Diagnosis of fungal peritonitis in PD is challenging and oftentimes delayed. Occurrences usually follow treatment of bacterial peritonitis and mimics its clinical features. Most isolates of Trichoderma spp have shown resistance to fluconazole and 5- Fluorocytosine but show intermediate susceptibility to Amphotericin B, Itraconazole, Ketoconazole and Miconazole. Therefore, it is important to perform antifungal susceptibility tests and then adjust the final treatment.

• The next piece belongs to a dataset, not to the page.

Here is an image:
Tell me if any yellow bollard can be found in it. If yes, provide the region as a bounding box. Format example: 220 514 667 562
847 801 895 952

In conclusion, Physicians who treat patients on PD should be aware of the possibility of this opportunistic infection. Prompt antifungal treatment should be considered in cases of recurring peritonitis in the appropriate patients. More research is needed to guide early diagnosis and guide effective treatment of this rare fungal disease with high mortality.